Around 6:00 PM, Washington and Greene arrived with reinforcements to try to hold off the British, who now occupied Meeting House Hill. Washington conferred with Greene and Knox, the latter of whom was head of artillery, in the yard of the William Brinton house.The 2nd Battalion of Grenadiers was nearing their position, and was joined by a fresh reserve brigade (the 4th British Brigade). It was determined that Knox would deploy artillery to slow the British advance. Greene's reinforcements, combined with the remnants of Sullivan's, Stephen's, and Stirling's divisions, formed south of Dilworth and stopped the pursuing British for nearly an hour, letting the rest of the army retreat.
When darkness fell, Greene's division finally began the march to Chester along with the rest of the army. The British army was not able to pursue due to the onset of night. The Americans were also forced to leave behind many of their cannons on Meeting House Hill because almost all of their artillery horses were killed. Location of Stirling's Division on the ridge just west of Birmingham road. The British Grenadier battalions attacked from right to left, ultimately forcing Stirling to fall back with a bayonet charge.
Upon hearing the attack of Cornwallis's column, Knyphausen launched an attack against the weakened American center across Chadd's Ford, breaking through the divisions commanded by Wayne and William Maxwell and forcing them to retreat and leave behind most of their cannon. Armstrong's militia, never engaged in the fighting, also decided to retreat from their positions.
Further north, Greene sent Brigadier General George Weedon's troops to cover the road just outside the town of Dilworth to hold off the British long enough for the rest of the Continental Army to retreat.

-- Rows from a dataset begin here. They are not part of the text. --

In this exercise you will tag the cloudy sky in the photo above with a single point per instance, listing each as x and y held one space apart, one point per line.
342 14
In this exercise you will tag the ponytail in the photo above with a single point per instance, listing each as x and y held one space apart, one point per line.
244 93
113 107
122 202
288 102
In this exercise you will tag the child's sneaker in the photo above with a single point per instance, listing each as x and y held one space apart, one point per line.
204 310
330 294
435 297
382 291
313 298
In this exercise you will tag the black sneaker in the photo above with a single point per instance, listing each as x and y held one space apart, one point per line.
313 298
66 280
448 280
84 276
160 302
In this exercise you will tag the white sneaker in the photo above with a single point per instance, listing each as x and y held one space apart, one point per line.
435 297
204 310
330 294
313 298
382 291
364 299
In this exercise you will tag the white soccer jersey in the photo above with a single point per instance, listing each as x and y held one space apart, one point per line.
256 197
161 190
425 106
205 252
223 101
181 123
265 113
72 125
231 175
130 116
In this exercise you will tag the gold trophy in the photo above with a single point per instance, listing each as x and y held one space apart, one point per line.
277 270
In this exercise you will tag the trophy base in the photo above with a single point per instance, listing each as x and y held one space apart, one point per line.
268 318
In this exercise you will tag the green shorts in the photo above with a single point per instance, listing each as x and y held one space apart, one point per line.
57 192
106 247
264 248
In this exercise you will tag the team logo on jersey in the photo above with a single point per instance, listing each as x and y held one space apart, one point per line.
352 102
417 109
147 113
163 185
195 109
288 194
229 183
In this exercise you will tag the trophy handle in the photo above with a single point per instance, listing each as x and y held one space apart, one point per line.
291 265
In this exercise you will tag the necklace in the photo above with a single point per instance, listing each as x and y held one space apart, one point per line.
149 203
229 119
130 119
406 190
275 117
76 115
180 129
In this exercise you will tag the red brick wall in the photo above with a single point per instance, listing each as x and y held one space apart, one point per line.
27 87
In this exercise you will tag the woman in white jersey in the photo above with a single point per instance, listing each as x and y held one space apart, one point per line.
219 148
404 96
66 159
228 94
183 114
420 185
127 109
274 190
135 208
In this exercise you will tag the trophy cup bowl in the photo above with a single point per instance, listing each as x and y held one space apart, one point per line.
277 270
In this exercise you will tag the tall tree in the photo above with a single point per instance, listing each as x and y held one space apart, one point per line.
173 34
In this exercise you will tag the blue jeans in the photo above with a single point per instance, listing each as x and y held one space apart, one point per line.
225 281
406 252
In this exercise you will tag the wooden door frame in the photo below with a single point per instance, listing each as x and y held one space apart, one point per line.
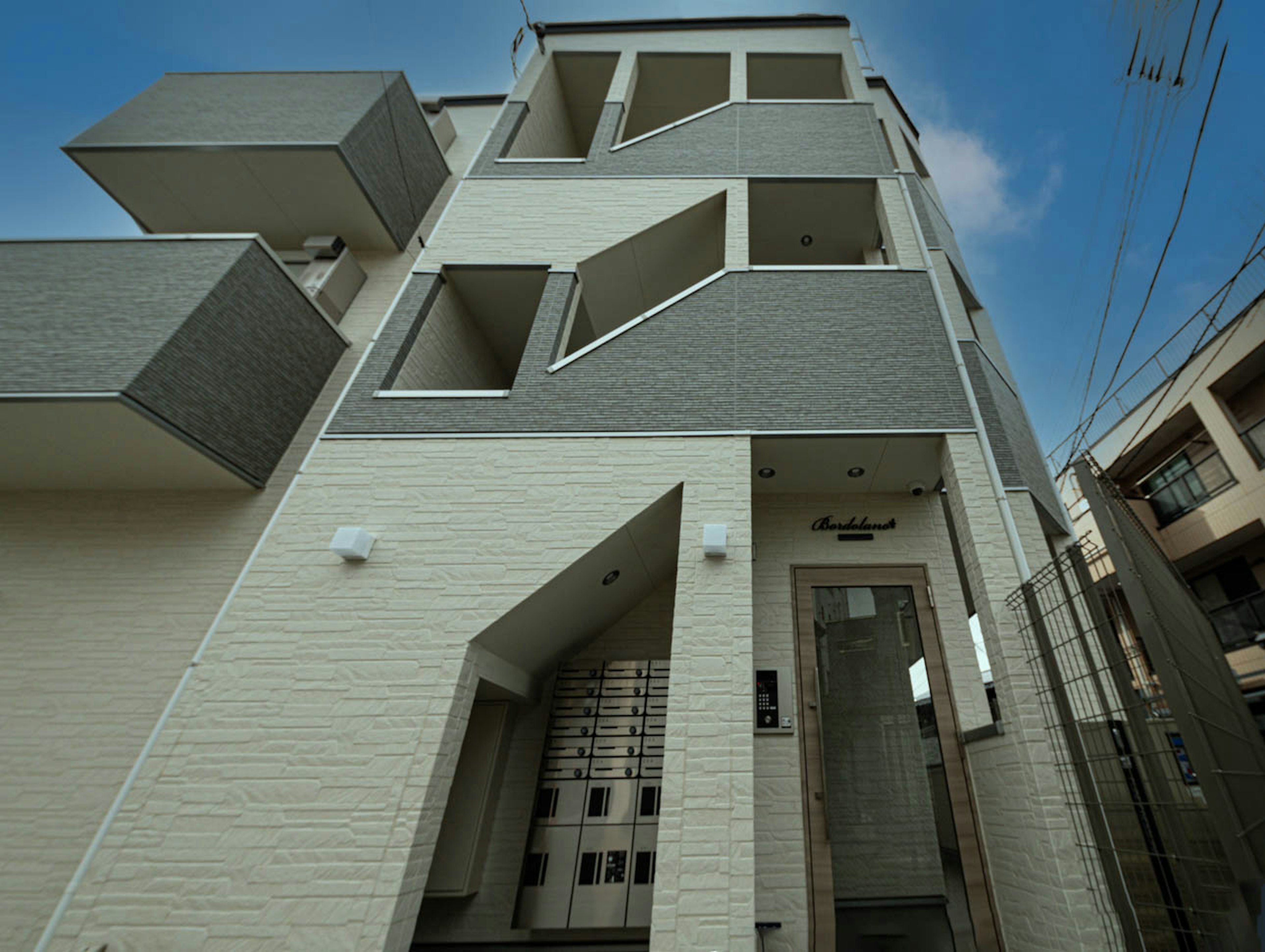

Darkness brought the British pursuit to a standstill, which then allowed Weedon's force to retreat. The defeated Americans retreated to Chester where most of them arrived at midnight, with stragglers arriving until morning. The American retreat was well-organized.
Although Howe had defeated the American army, his lack of cavalry prevented its total destruction. Washington had committed a serious error in leaving his right flank wide open and nearly brought about his army's annihilation had it not been for Sullivan, Stirling and Stephen's divisions, which fought for time.
Evening was approaching and, in spite of the early start Cornwallis had made in the flanking maneuver, most of the American army was able to escape. In his report to the Continental Congress detailing the battle, Washington stated: "despite the day's misfortune, I am pleased to announce that most of my men are in good spirits and still have the courage to fight the enemy another day".
On September 12, Washington issued orders for the troops to press on to Germantown. The exhausted British did not pursue the Americans through the night, but remained behind, camping on the battlefield, and treating the wounded and burying the dead.
The Battle of Brandywine was one of the largest land battles, as the only battle in which Washington and Howe fought head-to-head. The victory was a great morale booster for the American army. It is thought to be one of the first battles in which the Ferguson rifle was used and in which the Betsy Ross flag was flown.
British and American forces maneuvered around each other for the next several days with only a few encounters, such as the Battle of Paoli. The Continental Congress abandoned Philadelphia, moving first to Lancaster, Pennsylvania for one day and then to York, Pennsylvania. Military supplies were moved out of the city to Reading, Pennsylvania.
On September 26, British forces marched into Philadelphia unopposed.